Reischauer was a Japan expert as he was born as the second son of an American missionary in Tokyo and majored and taught Japanese history at Harvard University. He is remembered as an ambassador who loved Japan most and is most respected by Japan. He also has a relationship with Korea because he proposed McCune-Reischauer Romanization for Korean in 1939.

Japan had 40 U.S. ambassadors ranging from Townsend Harris in 1859 to today’s John Roos. The first 12 ambassadors were ministers resident and ministers extraordinary and plenipotentiary. The position was promoted to ambassadors extraordinary and plenipotentiary in 1906, as they are today. Washington tends to send bigwigs to Japan as an ambassador. It is partly because of the importance of the U.S.-Japan alliance but many candidates want the position because they long for Japanese culture. U.S. ambassadors to Japan include many celebrities such as George Douglas MacArthur II, the cousin of General MacArthur, former Vice President Walter Mondale, former House Speaker Tom Foley, former Senate Speaker Mike Mansfield and Howard Baker, and Robert Ingersoll, a millionaire businessman.

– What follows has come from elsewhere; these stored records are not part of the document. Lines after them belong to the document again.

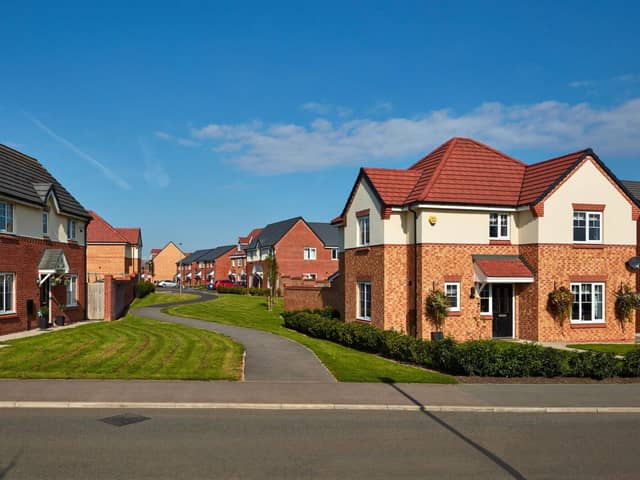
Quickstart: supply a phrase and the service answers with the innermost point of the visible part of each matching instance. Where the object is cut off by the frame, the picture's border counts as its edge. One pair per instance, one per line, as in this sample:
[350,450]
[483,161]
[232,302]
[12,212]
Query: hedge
[477,357]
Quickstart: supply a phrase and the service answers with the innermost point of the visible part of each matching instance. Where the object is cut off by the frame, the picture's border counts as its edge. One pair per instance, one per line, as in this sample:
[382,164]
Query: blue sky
[200,121]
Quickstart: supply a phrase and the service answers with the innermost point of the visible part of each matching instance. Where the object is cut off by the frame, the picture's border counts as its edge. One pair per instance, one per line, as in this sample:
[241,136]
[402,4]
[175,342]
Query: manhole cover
[124,419]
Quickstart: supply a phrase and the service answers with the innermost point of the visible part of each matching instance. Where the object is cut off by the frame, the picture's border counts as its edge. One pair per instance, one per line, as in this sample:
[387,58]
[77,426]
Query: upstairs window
[363,231]
[71,229]
[6,217]
[587,227]
[499,226]
[452,292]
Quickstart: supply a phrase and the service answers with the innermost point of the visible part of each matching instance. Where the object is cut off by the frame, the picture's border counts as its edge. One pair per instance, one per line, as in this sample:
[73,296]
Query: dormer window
[71,229]
[499,226]
[6,217]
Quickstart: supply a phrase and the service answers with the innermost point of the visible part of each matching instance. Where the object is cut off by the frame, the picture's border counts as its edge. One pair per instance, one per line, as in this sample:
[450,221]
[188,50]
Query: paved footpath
[269,357]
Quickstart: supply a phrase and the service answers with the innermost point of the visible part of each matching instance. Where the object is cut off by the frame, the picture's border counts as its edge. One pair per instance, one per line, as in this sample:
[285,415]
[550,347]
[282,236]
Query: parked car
[222,283]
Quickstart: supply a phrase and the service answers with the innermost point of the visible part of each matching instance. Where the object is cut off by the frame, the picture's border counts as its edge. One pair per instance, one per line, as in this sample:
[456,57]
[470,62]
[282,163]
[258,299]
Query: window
[486,297]
[6,217]
[364,301]
[71,229]
[6,293]
[452,292]
[499,226]
[72,291]
[588,302]
[587,227]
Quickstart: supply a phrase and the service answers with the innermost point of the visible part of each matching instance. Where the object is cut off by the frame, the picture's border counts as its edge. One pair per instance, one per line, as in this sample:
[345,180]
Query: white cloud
[552,126]
[106,171]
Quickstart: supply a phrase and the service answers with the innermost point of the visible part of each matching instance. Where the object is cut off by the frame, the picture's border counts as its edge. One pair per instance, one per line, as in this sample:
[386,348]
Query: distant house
[43,251]
[496,236]
[303,251]
[206,266]
[112,250]
[162,264]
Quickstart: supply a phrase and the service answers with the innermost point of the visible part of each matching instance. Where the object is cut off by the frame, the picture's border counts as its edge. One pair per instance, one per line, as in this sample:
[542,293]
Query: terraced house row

It is a news that Caroline Kennedy, 55, former President John F. Kennedy’s eldest daughter, has been nominated as the U.S. ambassador to Japan. She has been to Japan only for her honeymoon in 1986 but Japan seems to welcome her as a superstar. Some criticize that a diplomat with little knowledge about Japan took the important position. But she seems to be already successful enough with the halo effect of her father and being the first female U.S. ambassador to Japan.